= SMTPS =

Method for securing email with transport layer security

SMTPS (Simple Mail Transfer Protocol Secure) is a method for securing the SMTP using transport layer security. It is intended to provide authentication of the communication partners, as well as data integrity and confidentiality.

SMTPS is neither a proprietary protocol nor an extension of SMTP. It is a way to secure SMTP at the transport layer, by wrapping SMTP inside Transport Layer Security (TLS). Conceptually, it is similar to how HTTPS wraps HTTP inside TLS.

This means that the client and server speak normal SMTP at the application layer, but the connection is secured by SSL or TLS. This happens when the TCP connection is established, before any mail data has been exchanged. Since whether or not to use SSL or TLS is not explicitly negotiated by the peers, services that speak SMTPS are usually reachable on a dedicated port of their own.

==Difference between SMTPS and smtps==
"smtps" is also the name of an IANA-registered service, with the TCP port number 465. The service was intended for use by Mail Transfer Agents (MTAs), as a point of contact where these could exchange email in an encrypted form rather than in plaintext. The registration was quickly revoked, however, as standardization efforts resulted in an alternate approach.
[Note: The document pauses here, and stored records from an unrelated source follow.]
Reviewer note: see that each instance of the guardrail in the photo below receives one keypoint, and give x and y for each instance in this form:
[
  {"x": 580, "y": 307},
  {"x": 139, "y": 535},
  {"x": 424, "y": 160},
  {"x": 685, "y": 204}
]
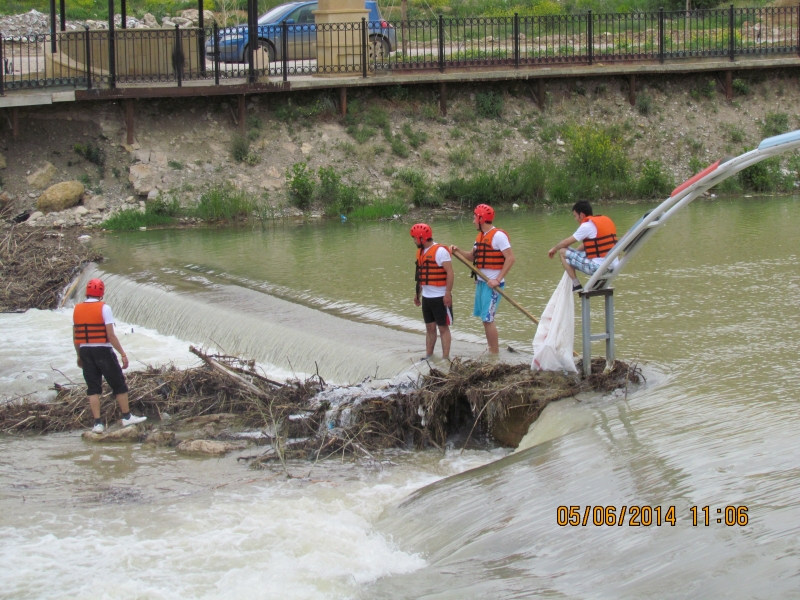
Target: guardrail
[{"x": 105, "y": 58}]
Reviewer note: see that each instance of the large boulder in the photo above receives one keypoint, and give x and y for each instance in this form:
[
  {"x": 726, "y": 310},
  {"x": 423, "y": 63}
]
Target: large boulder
[
  {"x": 60, "y": 196},
  {"x": 143, "y": 178},
  {"x": 208, "y": 447},
  {"x": 43, "y": 176},
  {"x": 124, "y": 434}
]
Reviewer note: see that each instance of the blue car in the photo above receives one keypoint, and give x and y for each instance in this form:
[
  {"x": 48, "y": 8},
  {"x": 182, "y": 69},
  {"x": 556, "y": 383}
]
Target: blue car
[{"x": 301, "y": 35}]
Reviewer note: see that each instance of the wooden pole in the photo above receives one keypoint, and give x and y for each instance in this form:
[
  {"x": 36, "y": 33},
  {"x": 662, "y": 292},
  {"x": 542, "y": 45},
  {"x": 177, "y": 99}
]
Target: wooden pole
[{"x": 480, "y": 274}]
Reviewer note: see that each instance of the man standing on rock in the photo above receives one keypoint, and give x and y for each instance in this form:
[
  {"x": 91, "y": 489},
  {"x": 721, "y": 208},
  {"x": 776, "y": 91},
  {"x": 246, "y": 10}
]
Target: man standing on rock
[
  {"x": 434, "y": 277},
  {"x": 95, "y": 340},
  {"x": 598, "y": 235},
  {"x": 492, "y": 254}
]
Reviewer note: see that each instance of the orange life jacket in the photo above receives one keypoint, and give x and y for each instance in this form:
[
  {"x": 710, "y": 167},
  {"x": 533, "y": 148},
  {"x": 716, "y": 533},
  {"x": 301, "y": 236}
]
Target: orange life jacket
[
  {"x": 89, "y": 327},
  {"x": 599, "y": 246},
  {"x": 428, "y": 272},
  {"x": 484, "y": 256}
]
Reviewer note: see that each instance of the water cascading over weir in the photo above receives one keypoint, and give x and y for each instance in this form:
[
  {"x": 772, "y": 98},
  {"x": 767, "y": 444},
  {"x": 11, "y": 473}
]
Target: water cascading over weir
[{"x": 295, "y": 339}]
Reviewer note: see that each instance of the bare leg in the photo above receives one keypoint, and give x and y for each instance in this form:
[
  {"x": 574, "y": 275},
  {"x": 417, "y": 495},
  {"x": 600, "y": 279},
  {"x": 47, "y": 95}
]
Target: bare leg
[
  {"x": 94, "y": 404},
  {"x": 430, "y": 338},
  {"x": 492, "y": 337},
  {"x": 444, "y": 331},
  {"x": 123, "y": 402},
  {"x": 567, "y": 267}
]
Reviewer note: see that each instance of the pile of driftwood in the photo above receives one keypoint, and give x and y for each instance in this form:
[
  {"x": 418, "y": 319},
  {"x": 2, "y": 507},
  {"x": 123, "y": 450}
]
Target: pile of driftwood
[
  {"x": 311, "y": 420},
  {"x": 37, "y": 265}
]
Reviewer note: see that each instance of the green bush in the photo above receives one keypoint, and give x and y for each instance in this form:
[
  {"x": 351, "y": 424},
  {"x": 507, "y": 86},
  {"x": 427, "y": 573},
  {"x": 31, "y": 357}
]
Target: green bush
[
  {"x": 775, "y": 124},
  {"x": 526, "y": 182},
  {"x": 654, "y": 182},
  {"x": 416, "y": 139},
  {"x": 489, "y": 105},
  {"x": 94, "y": 154},
  {"x": 598, "y": 152},
  {"x": 301, "y": 185},
  {"x": 224, "y": 203}
]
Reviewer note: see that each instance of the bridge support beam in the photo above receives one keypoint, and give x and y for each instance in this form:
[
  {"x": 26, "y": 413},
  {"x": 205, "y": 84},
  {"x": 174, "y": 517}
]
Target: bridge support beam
[
  {"x": 632, "y": 89},
  {"x": 242, "y": 114},
  {"x": 14, "y": 121},
  {"x": 586, "y": 328},
  {"x": 129, "y": 121},
  {"x": 729, "y": 85}
]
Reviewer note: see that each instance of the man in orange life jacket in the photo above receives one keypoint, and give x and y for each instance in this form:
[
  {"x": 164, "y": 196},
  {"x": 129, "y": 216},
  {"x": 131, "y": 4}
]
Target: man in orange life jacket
[
  {"x": 598, "y": 235},
  {"x": 492, "y": 254},
  {"x": 434, "y": 277},
  {"x": 94, "y": 338}
]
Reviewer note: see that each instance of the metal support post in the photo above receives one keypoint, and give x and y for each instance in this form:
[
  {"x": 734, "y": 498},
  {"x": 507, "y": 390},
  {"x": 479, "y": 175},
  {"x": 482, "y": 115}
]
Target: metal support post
[
  {"x": 731, "y": 38},
  {"x": 632, "y": 90},
  {"x": 112, "y": 58},
  {"x": 610, "y": 328},
  {"x": 14, "y": 121},
  {"x": 88, "y": 58},
  {"x": 586, "y": 335},
  {"x": 242, "y": 114},
  {"x": 363, "y": 47},
  {"x": 53, "y": 26},
  {"x": 215, "y": 33},
  {"x": 590, "y": 35},
  {"x": 441, "y": 43},
  {"x": 586, "y": 328},
  {"x": 129, "y": 120}
]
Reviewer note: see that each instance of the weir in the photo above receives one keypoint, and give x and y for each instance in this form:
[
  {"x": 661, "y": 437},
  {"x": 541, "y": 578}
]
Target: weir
[{"x": 296, "y": 339}]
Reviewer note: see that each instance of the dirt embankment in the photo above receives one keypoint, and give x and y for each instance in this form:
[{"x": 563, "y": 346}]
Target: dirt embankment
[{"x": 184, "y": 146}]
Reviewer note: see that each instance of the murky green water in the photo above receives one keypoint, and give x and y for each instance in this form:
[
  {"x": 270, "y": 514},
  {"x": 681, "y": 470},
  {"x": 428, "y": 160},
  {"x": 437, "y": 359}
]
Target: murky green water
[{"x": 710, "y": 307}]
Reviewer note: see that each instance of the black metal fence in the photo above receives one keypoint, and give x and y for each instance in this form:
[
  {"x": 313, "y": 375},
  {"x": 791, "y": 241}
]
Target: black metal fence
[{"x": 107, "y": 58}]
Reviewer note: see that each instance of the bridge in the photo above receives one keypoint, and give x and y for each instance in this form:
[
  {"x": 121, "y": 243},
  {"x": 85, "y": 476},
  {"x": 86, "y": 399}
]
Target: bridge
[{"x": 126, "y": 64}]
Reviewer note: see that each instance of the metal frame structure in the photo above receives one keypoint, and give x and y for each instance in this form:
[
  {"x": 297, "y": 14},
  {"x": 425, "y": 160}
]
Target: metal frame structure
[{"x": 630, "y": 243}]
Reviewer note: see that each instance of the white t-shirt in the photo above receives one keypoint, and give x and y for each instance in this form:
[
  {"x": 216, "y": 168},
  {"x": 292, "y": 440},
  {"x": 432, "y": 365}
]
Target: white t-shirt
[
  {"x": 588, "y": 230},
  {"x": 500, "y": 242},
  {"x": 437, "y": 291},
  {"x": 108, "y": 317}
]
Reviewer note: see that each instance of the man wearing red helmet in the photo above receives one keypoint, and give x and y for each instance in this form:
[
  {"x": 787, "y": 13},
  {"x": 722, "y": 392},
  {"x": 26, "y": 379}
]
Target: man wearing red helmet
[
  {"x": 492, "y": 254},
  {"x": 94, "y": 337},
  {"x": 434, "y": 277}
]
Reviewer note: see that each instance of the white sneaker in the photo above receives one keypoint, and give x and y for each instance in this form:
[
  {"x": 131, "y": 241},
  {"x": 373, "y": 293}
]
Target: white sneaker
[{"x": 132, "y": 420}]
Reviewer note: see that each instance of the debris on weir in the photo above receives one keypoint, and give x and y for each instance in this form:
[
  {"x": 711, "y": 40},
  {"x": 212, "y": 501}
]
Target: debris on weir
[{"x": 225, "y": 400}]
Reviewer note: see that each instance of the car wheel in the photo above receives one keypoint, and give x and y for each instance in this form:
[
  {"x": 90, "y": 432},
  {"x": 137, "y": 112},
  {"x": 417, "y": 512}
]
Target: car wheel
[{"x": 378, "y": 50}]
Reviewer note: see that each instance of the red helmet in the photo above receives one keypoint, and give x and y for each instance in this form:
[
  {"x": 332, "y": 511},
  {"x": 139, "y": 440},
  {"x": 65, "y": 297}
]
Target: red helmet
[
  {"x": 485, "y": 213},
  {"x": 95, "y": 288},
  {"x": 421, "y": 233}
]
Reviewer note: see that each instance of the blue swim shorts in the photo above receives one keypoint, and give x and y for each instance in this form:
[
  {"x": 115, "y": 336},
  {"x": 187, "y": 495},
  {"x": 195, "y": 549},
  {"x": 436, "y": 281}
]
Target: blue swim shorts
[
  {"x": 578, "y": 259},
  {"x": 486, "y": 302}
]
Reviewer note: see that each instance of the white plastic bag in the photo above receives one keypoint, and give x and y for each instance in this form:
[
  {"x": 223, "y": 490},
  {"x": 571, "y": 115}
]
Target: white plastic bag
[{"x": 552, "y": 344}]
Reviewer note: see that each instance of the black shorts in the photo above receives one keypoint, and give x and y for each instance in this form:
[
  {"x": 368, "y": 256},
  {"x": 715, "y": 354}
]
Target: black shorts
[
  {"x": 433, "y": 309},
  {"x": 99, "y": 362}
]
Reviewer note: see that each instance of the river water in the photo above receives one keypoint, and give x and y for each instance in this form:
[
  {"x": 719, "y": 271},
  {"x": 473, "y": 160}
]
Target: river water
[{"x": 709, "y": 309}]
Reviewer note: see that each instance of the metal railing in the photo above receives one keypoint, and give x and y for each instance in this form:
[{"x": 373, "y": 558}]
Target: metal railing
[{"x": 107, "y": 58}]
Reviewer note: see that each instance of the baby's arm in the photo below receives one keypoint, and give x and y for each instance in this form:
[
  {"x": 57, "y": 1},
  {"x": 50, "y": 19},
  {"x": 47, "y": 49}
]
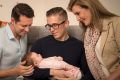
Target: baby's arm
[{"x": 74, "y": 73}]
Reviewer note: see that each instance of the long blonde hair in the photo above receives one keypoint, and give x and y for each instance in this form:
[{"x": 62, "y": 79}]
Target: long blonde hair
[{"x": 97, "y": 10}]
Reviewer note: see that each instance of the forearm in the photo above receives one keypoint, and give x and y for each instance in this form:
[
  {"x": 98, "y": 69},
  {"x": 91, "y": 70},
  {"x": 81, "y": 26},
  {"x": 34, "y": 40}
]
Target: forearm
[
  {"x": 40, "y": 73},
  {"x": 8, "y": 73},
  {"x": 115, "y": 75}
]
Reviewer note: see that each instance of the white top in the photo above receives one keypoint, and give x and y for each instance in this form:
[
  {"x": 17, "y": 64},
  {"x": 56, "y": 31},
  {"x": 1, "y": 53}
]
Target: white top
[{"x": 11, "y": 50}]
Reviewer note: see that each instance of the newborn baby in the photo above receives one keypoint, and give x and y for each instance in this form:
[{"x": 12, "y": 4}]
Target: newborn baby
[{"x": 54, "y": 63}]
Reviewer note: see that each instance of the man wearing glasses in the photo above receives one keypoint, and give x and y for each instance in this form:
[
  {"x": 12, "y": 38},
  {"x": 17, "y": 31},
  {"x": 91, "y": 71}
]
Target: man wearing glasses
[
  {"x": 13, "y": 43},
  {"x": 60, "y": 43}
]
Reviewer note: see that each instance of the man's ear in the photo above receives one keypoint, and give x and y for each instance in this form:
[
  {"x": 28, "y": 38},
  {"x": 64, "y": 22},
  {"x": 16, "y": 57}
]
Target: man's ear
[{"x": 67, "y": 23}]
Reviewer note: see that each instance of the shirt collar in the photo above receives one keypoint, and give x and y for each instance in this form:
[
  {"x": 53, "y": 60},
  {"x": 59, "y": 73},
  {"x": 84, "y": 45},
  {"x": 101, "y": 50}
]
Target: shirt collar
[{"x": 9, "y": 32}]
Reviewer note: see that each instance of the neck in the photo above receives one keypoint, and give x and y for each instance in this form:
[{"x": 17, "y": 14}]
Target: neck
[{"x": 14, "y": 31}]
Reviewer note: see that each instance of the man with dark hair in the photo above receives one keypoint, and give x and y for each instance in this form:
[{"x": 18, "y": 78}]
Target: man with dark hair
[
  {"x": 60, "y": 43},
  {"x": 13, "y": 43}
]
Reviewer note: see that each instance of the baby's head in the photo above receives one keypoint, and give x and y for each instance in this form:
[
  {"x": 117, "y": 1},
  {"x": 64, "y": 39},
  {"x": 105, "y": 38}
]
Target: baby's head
[{"x": 33, "y": 58}]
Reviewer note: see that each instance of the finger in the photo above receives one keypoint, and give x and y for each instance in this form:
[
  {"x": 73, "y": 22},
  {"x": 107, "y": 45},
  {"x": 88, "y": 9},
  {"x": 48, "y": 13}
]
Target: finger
[{"x": 28, "y": 73}]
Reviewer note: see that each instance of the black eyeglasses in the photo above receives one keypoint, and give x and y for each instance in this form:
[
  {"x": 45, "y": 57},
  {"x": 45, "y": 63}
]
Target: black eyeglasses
[{"x": 54, "y": 26}]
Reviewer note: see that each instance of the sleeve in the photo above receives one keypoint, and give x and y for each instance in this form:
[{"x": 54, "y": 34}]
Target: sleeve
[
  {"x": 39, "y": 73},
  {"x": 86, "y": 74}
]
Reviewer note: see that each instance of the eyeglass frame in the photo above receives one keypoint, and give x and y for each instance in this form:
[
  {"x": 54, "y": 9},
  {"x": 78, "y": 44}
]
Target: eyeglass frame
[{"x": 54, "y": 26}]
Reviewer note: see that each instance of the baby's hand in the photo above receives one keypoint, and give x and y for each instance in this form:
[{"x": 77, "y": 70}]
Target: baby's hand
[{"x": 34, "y": 58}]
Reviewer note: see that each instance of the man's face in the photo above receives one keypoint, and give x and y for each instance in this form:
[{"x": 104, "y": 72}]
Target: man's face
[
  {"x": 58, "y": 26},
  {"x": 21, "y": 28}
]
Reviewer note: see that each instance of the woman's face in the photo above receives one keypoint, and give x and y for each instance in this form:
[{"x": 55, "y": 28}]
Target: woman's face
[{"x": 83, "y": 15}]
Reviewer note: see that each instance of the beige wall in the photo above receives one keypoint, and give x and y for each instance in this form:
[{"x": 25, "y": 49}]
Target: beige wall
[{"x": 41, "y": 6}]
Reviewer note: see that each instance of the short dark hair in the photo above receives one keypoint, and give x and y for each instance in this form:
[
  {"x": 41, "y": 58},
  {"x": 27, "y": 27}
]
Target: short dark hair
[
  {"x": 22, "y": 9},
  {"x": 57, "y": 11}
]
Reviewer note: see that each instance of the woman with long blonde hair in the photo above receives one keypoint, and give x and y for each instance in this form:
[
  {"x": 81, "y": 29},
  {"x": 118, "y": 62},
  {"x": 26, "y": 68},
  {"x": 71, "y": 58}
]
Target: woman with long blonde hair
[{"x": 101, "y": 37}]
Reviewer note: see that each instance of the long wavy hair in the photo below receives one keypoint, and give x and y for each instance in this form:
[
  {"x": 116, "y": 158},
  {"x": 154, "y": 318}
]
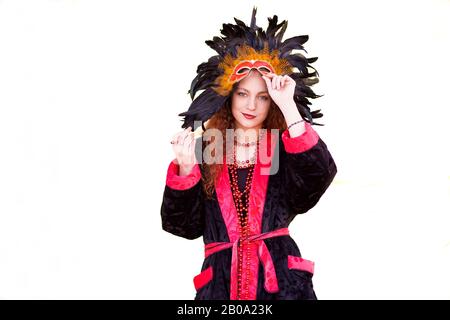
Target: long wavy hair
[{"x": 224, "y": 119}]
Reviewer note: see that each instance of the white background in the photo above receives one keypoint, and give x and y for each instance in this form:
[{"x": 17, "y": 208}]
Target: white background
[{"x": 89, "y": 97}]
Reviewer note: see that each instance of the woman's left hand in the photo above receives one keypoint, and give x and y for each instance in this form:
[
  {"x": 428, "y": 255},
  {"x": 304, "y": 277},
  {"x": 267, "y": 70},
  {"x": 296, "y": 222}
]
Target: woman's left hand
[{"x": 281, "y": 90}]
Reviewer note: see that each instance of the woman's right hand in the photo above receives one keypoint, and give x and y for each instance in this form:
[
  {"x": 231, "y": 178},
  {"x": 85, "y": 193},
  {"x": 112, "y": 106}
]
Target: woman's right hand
[{"x": 184, "y": 149}]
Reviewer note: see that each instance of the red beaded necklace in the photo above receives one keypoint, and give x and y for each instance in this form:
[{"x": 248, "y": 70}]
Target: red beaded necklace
[{"x": 241, "y": 200}]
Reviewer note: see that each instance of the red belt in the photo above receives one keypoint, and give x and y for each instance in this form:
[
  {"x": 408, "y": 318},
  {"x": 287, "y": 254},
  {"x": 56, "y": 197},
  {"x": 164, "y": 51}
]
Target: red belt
[{"x": 270, "y": 277}]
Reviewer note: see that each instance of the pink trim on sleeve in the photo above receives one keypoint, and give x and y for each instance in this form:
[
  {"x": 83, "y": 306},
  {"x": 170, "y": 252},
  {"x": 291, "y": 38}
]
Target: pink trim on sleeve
[
  {"x": 299, "y": 263},
  {"x": 303, "y": 142},
  {"x": 177, "y": 182},
  {"x": 203, "y": 278}
]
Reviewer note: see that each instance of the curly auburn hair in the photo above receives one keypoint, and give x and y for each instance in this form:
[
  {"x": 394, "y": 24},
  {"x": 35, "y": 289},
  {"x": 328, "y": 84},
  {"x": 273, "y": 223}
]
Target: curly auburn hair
[{"x": 224, "y": 119}]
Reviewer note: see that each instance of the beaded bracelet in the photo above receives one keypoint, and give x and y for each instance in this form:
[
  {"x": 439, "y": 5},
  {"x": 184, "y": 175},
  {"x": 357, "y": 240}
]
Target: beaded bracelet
[{"x": 295, "y": 123}]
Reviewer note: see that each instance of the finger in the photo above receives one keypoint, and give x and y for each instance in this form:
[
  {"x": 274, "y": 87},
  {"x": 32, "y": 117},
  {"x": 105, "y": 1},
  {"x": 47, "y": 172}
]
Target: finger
[
  {"x": 283, "y": 81},
  {"x": 274, "y": 83}
]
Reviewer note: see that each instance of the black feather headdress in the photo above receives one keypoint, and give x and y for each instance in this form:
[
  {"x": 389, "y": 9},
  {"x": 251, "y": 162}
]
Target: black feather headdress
[{"x": 250, "y": 43}]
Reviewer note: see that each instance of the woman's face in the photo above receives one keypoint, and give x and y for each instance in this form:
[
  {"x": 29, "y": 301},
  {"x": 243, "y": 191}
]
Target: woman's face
[{"x": 250, "y": 98}]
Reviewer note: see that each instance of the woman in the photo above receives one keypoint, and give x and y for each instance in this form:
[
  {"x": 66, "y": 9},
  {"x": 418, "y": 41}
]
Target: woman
[{"x": 243, "y": 205}]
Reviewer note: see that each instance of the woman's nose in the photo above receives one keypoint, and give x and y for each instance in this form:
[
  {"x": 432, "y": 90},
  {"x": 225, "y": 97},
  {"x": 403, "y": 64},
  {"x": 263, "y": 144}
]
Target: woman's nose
[{"x": 251, "y": 105}]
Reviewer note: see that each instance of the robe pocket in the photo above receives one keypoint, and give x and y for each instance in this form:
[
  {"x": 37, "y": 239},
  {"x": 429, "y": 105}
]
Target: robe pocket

The registration has never been reinstated.

When describing the IANA service registration, the official capitalization is "smtps". When describing the network protocol, the capitalization "SMTPS" is often used (similar to how HTTPS is capitalized).

Port 587 is the well-known port for submitting mail to a server, frequently (but not required to be) encrypted using STARTTLS. Some email service providers allow their customers to use the SMTPS protocol to access a TLS-encrypted version of the "submission" service on port 465. This is a different service from what the original IANA registration dedicated the port to (for it used to be dedicated to encrypted content delivered as-is / in plain text, whereas nowadays' SMTPS on port 465 still uses plaintext content, only wrapped within TLS-encrypted transportation-basically the reverse mechanism).

RFC 8314 corrected this problem (a special exception was made to assign TCP-465 to two use cases simultaneously) and integrated the use of port 465 as a TLS-encrypted "submission" port into the well-known port registrations published by IANA. The service is named as submissions.

Although the IANA registration for port 465 was revoked in 1998 when STARTTLS was standardised, leading to port 587 with STARTTLS becoming the de facto standard for submission, RFC 8314 reversed this position in 2018. The RFC explicitly recommends that connections to mail submission servers and mail access servers be made using "Implicit TLS", in preference to connecting to the port and negotiating TLS using STARTTLS.

While there is no longer any officially registered endpoint for the SMTP service, it is still possible to exchange email over an encrypted transport with similar guarantees as those offered by smtps, in particular with the guarantee that either the exchange succeeds securely, or does not happen at all, by using DANE in combination with DNSSEC.
Many email servers are configured to either not deliver email securely at all, or to first try secure delivery with the STARTTLS mechanism. If that fails, for example, because the remote service does not offer it, or because a successful MITM-attack has stripped announcement of the feature, it simply falls back to delivery by insecure means.

==History==
In early 1997, the Internet Assigned Numbers Authority registered port 465 for smtps. Late 1998 this was revoked when STARTTLS was standardized. With STARTTLS, the same port can be used with or without TLS. The use of well-known ports for mail exchanges communicating with SMTP was discussed in particular at the time. Port 465 currently shows as registered for both Source-Specific Multicast and submissions.

RFC 8314 "Cleartext Considered Obsolete: Use of TLS for Email Submission and Access" proposed to recognize port 465 for implicitly encrypted email submission officially. And the IANA registration was updated 2017-12-12 using a special IESG approval accordingly.